Alternatively, can this be done in $O(n \log n)$ time?

2 Answers2

4

Here are a few random ideas:

  • The dynamic-programming algorithm can be flipped to look for a smallest sum instead of a largest sum. You just end up looking for a sum congruent to the remainder of the sum of the entire array, instead of one congruent to zero. If we process the elements in increasing order, this sometimes allows the dynamic algorithm to terminate before processing the entire array.

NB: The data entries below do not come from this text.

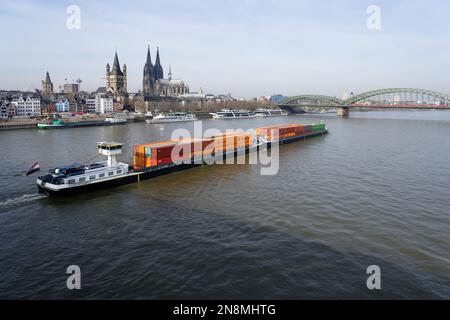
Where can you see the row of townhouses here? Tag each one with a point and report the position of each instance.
(32, 106)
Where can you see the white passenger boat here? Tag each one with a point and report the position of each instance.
(75, 178)
(232, 114)
(115, 120)
(270, 112)
(172, 117)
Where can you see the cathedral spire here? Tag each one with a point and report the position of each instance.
(47, 78)
(149, 58)
(158, 63)
(116, 65)
(159, 73)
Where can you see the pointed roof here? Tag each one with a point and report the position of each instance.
(116, 65)
(149, 58)
(158, 63)
(47, 78)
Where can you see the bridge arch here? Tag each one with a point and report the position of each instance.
(415, 95)
(311, 100)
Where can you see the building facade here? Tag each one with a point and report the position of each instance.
(116, 79)
(47, 85)
(154, 84)
(71, 88)
(27, 107)
(91, 105)
(100, 104)
(4, 110)
(62, 106)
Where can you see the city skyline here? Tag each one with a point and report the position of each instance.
(247, 48)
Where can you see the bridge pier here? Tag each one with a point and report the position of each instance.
(343, 111)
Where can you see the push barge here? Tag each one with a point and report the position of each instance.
(158, 158)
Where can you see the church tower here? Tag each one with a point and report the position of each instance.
(47, 85)
(159, 73)
(148, 82)
(116, 80)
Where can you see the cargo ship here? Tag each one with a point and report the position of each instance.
(158, 158)
(59, 124)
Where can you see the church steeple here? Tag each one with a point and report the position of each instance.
(148, 81)
(116, 65)
(159, 73)
(149, 58)
(47, 78)
(169, 75)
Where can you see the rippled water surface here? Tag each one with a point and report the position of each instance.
(375, 191)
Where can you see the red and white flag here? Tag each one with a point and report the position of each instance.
(34, 168)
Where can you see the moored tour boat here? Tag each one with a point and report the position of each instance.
(172, 117)
(270, 112)
(232, 114)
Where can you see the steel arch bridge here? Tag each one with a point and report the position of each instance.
(407, 94)
(387, 98)
(312, 99)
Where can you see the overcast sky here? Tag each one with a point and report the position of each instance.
(244, 47)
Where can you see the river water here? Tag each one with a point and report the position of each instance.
(375, 191)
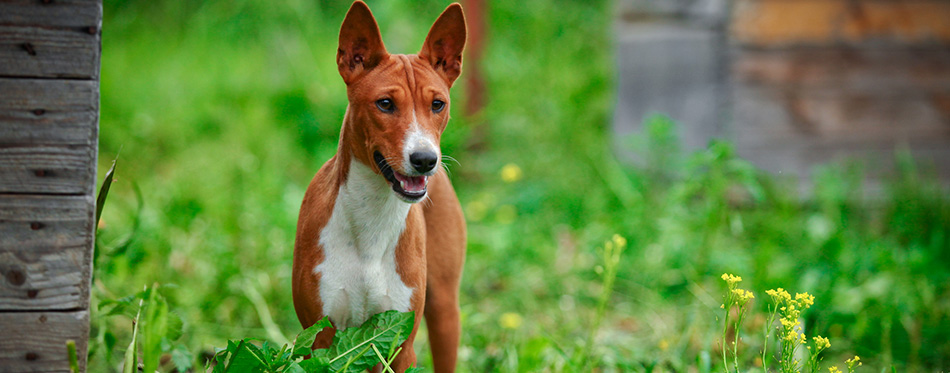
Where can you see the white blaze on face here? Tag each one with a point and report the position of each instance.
(417, 140)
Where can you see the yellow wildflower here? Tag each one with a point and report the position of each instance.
(854, 361)
(731, 279)
(511, 173)
(619, 240)
(805, 299)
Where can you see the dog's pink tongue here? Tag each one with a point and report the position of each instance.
(411, 184)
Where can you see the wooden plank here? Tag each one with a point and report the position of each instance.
(62, 13)
(45, 253)
(35, 111)
(68, 169)
(36, 341)
(37, 52)
(50, 39)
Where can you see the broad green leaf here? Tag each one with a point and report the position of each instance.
(316, 364)
(349, 347)
(182, 358)
(304, 340)
(248, 358)
(295, 367)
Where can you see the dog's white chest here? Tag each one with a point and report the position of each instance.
(358, 275)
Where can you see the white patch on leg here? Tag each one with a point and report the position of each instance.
(358, 273)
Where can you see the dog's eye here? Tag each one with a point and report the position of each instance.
(386, 105)
(437, 106)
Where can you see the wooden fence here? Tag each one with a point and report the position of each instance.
(49, 121)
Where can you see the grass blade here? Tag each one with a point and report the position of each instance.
(73, 359)
(104, 190)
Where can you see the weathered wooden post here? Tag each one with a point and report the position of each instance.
(49, 120)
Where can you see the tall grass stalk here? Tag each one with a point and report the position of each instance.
(611, 259)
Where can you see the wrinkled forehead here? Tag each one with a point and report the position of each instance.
(408, 72)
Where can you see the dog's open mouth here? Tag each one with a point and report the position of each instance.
(410, 188)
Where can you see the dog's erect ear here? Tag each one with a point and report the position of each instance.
(361, 47)
(443, 46)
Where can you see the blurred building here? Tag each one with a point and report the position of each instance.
(792, 83)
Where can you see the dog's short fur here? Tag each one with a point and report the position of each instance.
(363, 243)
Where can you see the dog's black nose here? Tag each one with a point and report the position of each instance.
(423, 161)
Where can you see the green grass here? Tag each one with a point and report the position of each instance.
(220, 113)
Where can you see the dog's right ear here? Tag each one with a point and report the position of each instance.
(361, 47)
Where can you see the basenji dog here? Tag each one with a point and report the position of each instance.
(365, 244)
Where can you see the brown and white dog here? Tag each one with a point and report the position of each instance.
(364, 244)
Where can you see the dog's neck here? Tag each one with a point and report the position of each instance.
(373, 214)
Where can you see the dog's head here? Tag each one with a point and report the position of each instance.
(399, 104)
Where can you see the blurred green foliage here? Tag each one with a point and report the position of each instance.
(224, 110)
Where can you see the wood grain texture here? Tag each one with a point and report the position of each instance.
(45, 253)
(47, 169)
(48, 136)
(36, 341)
(48, 112)
(60, 39)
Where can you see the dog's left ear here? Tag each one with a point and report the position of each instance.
(443, 45)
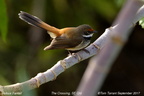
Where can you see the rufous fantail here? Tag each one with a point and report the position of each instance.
(70, 38)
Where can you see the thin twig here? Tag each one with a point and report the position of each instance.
(100, 65)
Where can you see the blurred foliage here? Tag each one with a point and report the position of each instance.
(3, 19)
(22, 57)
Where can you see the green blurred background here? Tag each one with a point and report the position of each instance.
(21, 45)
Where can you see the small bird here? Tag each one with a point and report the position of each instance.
(69, 38)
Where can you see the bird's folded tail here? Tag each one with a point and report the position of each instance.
(35, 21)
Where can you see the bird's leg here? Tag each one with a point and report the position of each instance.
(86, 51)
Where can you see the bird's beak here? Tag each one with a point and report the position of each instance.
(94, 31)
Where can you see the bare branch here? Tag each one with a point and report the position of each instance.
(100, 65)
(61, 65)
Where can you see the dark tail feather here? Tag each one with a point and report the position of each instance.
(33, 20)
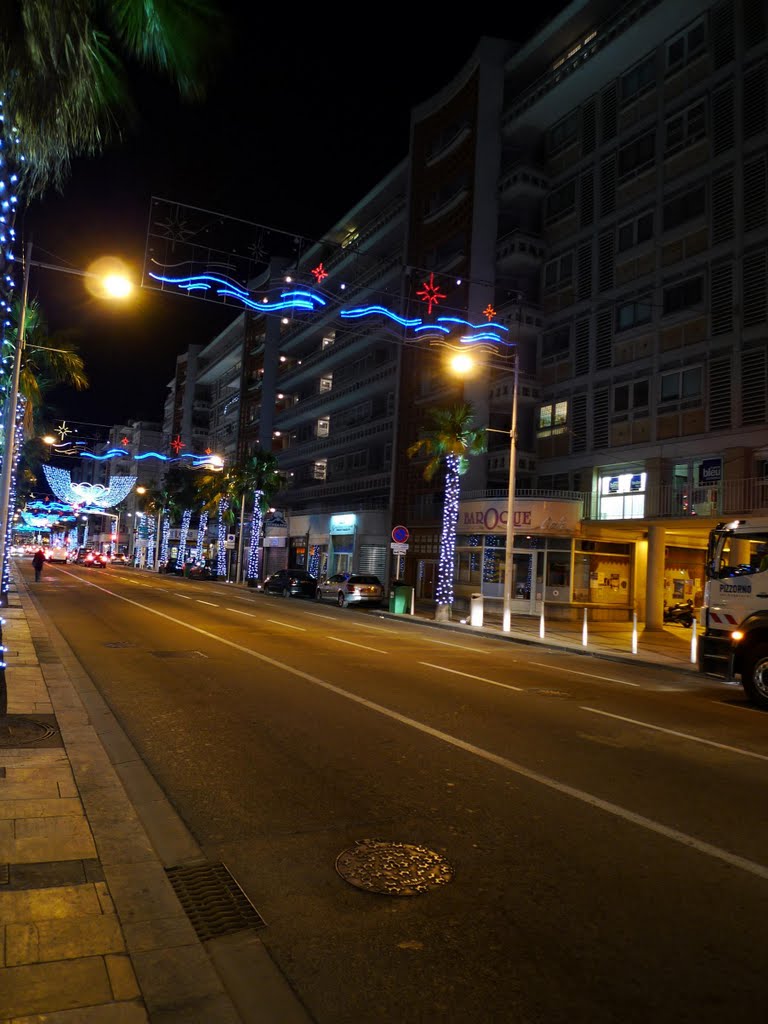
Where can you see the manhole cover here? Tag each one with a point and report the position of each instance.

    The cost would be $O(n k)$ if we processed $k$ elements. There's not a lower bound of $\Omega(n \log n)$ on this algorithm because we don't have to sort all the elements. It only takes $O(n \log k)$ time to get the $k$ smallest elements.

  • If we cared about the set with the larget size, instead of the set with the largest sum, we might be able to use fast-fourier-transform-based polynomial multiplication to solve the problem in $O(n (\log n)^2 (\log \log n))$ time. Similar to what's done in 3SUM when the domain range is limited. (Note: use repeated squaring to do a binary search, else you'll get $O(n k (\log n) (\log \log n))$ where $k$ is the number of omitted elements.)

  • When $n$ is composite, and almost all remainders are a multiple of one of $n$'s factors, significant time might be saved by focusing on the remainders that aren't a multiple of that factor.

  • When a remainder r is very common, or there are only a few remainders present, keeping track of 'next open slot if you start from here and keep advancing by r' information can save a lot of scanning-for-jumps-into-open-spots time.

  • You can shave a log factor by only tracking reachability and using bit masks (in the flipped dynamic algorithm), then backtracking once you reach the target remainder.

  • The dynamic programming algorithm is very amenable to being run in parallel. With a processor for each buffer slot you can get down to $O(n)$. Alternatively, by using $O(n^2)$ breadth, and divide and conquer aggregation instead of iterative aggregation, the circuit depth cost can get all the way down to $O(\log^2 n)$.

  • (Meta) I strongly suspect that the problem you were given is about contiguous sums. If you linked to the actual problem, it would be easy to verify that. Otherwise I'm very surprised by how difficult this problem is, given that it was assigned in a course called "Introduction to Algorithms". But maybe you covered a trick in class that makes it trivial.

Craig Gidney
  • 5,992
  • 1
  • 26
  • 51
-1

My proposed algorithm goes as follows:

A sum is divisible by n if you only add summands which are multiples of n.

Before you start you create a hashmap with an int as key and a list of indices as value. You also create a resultlist containing indices.

You then loop over the array and add every index which mod n is zero to your result list. For every other index you do the following:

You subtract the value mod n of this index from n. This result is the key for your hashmap which stores indices for elements with the required value. Now, you add this index to the list in the hashmap and move on.

After you finished looping over the array you compute the output. You do this by sorting each list in the hashmap according to the value the index points to. Now you consider every pair in the hashmap summing up to n. So if n = 7 you search the hashmap for 3 and 4. If you got an entry in both you take the two largest values remove them from their lists and add them to your resultlist.

Last recommendation: still didn't test the algorithm, write a testcase against it using a brute force algorithm.